Real Name: Bruce Wayne
Base of Operations: Gotham City
After 10 years in retirement, Batman returns to take on the violent mutants plaguing Gotham City.
Last time we reviewed one of these DKR figures, we talked about how the story completely changed the dynamic between Batman and Superman, but that wasn't all it did; Frank Miller, in giving Batman a suit of armor to take Superman, also created the "given enough prep time, Batman could beat anybody" argument. That really wasn't a thing before then, and now it's how every nerd-debate ends.
Ol' Franky draws 'em thick, so just like the other two figures Mattel has released, this one is based on a MotU Classics body, though you'll have to go pretty deep to find it: every bit of figure you can see is a new mold! Assuming the sculpt is accurate to the comic designs
(honestly, you never really get a "glory shot" of the armor in the book), it's surprising how little of this armor is actually armor - a lot of it looks like cloth.
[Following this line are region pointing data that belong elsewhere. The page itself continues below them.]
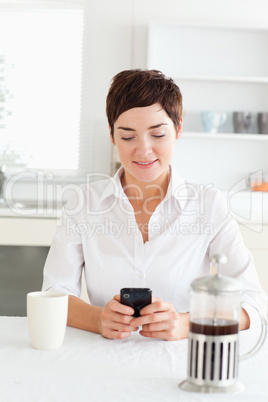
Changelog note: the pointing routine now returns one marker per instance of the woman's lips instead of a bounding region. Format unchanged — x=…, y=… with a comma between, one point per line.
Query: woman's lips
x=145, y=164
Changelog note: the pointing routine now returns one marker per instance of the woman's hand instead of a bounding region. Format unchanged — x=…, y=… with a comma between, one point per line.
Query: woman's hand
x=160, y=320
x=115, y=320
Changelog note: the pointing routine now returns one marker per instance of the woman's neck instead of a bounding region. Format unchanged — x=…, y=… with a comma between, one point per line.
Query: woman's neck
x=145, y=191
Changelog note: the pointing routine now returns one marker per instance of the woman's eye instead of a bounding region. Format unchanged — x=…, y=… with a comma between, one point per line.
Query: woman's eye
x=159, y=136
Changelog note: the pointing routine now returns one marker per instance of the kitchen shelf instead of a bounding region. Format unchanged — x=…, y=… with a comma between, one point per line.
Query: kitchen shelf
x=223, y=78
x=226, y=136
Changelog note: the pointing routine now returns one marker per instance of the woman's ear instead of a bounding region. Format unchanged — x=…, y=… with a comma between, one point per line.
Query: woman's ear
x=111, y=135
x=179, y=129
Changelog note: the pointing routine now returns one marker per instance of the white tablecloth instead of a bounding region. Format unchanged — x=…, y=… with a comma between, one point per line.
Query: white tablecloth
x=90, y=368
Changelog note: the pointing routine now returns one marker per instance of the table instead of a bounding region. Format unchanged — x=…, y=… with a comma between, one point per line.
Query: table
x=90, y=368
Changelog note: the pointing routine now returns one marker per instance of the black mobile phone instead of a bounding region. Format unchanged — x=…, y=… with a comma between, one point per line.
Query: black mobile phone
x=137, y=298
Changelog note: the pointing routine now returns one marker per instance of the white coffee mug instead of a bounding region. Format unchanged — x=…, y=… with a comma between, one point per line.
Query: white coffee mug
x=47, y=318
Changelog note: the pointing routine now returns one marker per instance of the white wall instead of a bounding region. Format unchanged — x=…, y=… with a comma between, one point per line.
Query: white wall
x=119, y=41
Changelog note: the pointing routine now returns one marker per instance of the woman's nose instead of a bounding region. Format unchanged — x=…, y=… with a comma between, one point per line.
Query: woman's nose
x=144, y=147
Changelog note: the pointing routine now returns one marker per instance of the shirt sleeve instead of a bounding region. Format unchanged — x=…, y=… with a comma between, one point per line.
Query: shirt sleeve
x=240, y=265
x=65, y=260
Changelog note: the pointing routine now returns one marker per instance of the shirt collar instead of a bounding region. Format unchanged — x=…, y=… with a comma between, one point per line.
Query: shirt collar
x=114, y=186
x=177, y=187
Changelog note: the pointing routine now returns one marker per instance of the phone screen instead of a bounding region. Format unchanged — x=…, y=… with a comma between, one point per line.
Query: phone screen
x=137, y=298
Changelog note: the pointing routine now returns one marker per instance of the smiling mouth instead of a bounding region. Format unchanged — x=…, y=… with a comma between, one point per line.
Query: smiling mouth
x=145, y=163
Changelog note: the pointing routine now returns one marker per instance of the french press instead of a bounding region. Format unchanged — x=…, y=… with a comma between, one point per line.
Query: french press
x=213, y=346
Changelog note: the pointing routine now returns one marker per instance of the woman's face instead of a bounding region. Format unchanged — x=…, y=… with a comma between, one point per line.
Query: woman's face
x=145, y=138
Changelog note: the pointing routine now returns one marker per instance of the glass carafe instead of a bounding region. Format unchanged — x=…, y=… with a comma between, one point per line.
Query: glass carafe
x=213, y=348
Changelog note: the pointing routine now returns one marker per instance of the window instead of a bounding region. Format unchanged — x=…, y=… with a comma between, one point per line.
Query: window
x=41, y=75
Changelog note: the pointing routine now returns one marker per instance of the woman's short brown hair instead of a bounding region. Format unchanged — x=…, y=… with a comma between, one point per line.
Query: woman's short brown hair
x=140, y=88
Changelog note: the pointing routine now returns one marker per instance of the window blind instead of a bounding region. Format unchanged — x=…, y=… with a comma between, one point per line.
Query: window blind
x=43, y=87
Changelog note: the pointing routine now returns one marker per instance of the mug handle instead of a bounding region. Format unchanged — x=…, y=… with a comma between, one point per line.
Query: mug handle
x=261, y=338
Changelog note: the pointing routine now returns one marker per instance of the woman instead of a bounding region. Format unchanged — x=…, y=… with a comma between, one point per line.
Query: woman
x=145, y=227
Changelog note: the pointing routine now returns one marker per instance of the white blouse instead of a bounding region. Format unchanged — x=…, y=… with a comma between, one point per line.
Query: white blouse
x=98, y=233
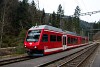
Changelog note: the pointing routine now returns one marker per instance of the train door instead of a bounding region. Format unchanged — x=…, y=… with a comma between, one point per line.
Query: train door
x=64, y=42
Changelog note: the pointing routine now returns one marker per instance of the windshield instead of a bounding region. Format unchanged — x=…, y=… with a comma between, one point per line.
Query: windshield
x=33, y=36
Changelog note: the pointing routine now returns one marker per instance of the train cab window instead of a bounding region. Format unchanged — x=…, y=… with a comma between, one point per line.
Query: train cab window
x=59, y=38
x=53, y=38
x=45, y=38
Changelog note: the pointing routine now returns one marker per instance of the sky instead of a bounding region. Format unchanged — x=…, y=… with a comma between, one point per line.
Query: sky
x=69, y=7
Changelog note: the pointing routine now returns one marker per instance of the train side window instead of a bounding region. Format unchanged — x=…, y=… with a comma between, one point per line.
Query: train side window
x=59, y=38
x=68, y=40
x=45, y=38
x=53, y=38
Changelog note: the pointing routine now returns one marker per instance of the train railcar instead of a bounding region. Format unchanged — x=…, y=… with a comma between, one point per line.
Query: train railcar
x=44, y=39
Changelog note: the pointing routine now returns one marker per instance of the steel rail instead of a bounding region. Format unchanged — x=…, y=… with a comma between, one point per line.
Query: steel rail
x=76, y=61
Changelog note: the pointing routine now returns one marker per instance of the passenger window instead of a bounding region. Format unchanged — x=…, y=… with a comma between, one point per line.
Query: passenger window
x=69, y=40
x=59, y=38
x=45, y=38
x=53, y=38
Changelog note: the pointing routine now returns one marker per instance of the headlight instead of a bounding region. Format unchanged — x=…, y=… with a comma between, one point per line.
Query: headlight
x=35, y=47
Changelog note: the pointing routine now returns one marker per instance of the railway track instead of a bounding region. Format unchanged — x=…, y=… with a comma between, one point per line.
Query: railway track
x=13, y=60
x=73, y=60
x=66, y=60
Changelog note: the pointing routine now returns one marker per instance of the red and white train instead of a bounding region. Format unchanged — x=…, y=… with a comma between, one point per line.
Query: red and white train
x=44, y=39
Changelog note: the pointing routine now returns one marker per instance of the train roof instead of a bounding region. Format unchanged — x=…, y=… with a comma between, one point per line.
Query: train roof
x=53, y=29
x=46, y=27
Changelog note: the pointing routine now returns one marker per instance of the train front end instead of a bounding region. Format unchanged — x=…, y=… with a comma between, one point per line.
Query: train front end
x=32, y=43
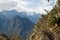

Did you assume Bruce covered his fragile old-man ribs with something sturdier than a heavy winter jacket? According to the tiny wrinkles around the seams, you're wrong! Maybe this is just a cloth covering over an actual breastplate, but why? The detailing on his mechanical bits - the boots and gloves, the bands around the thighs, the pauldrons, and the collar - is simple, but true to the art. The utility belt is nice, but it is missing something: remember that the Bat Armor was powered by Gotham City's power grid, because he had to plug it into a lamp post; this one has no outlets anywhere on the belt.
[You're wrong, he does have them; they're just unpainted. --ed.]
For whatever reason, Mattel has chosen to paint the helmet a dark blue, rather than the grey it was in the book. Maybe they looked at some bad source art? Whatever the case, you'll want to compare the paint before you buy: the pink of the skin can get sloppy very easily. There were three of this figure at the store when I found it, and I had to settle for the one with the fewest errors. And the best scowl.
Armored Batman moves in the usual manner. A balljointed head, swivel/hinge shoulders, swivel biceps, hinge elbows, swivel wrists, torso hinge, balljointed hips, swivel thighs, hinge knees, swivel boot tops and hinge ankles. The chest hinge is kind of useless inside the armor, and the head constantly wants to lean to one side or the other. Plus, some rocker ankles would be very welcome, to help him plant his feet flat on the ground despite those big spikes on his soles. You definitely can't get him into any of the famous poses from the comic.
He only has one accessory, the sonic gun he used against Superman. His left hand is open to hold it, but it seems slightly undersized for him. And really, Mattel missed a big opportunity, here: why does this figure not include an alternate unmasked Bruce head? He loses his helmet almost immediately, so it would have been perfect.
While the previous DKR toys were Walmart exclusives, this one is part of the DC Multiverse line, which means it has part of the Series 2 Build-A-Figure, Doomsday. Not a good Doomsday, the New 52 Doomsday. In this case, it's the head and pelvis. And just like the BAFs for Series 1, BvS and Suicide Squad, I'm probably not going to bother building the entire thing.
There have been Dark Knight Returns figures of Batman and Superman before, but Mattel has broken new ground by creating this toy of the iconic showdown armor. It's not the best, but it is a lot of fun and it's something you don't already have.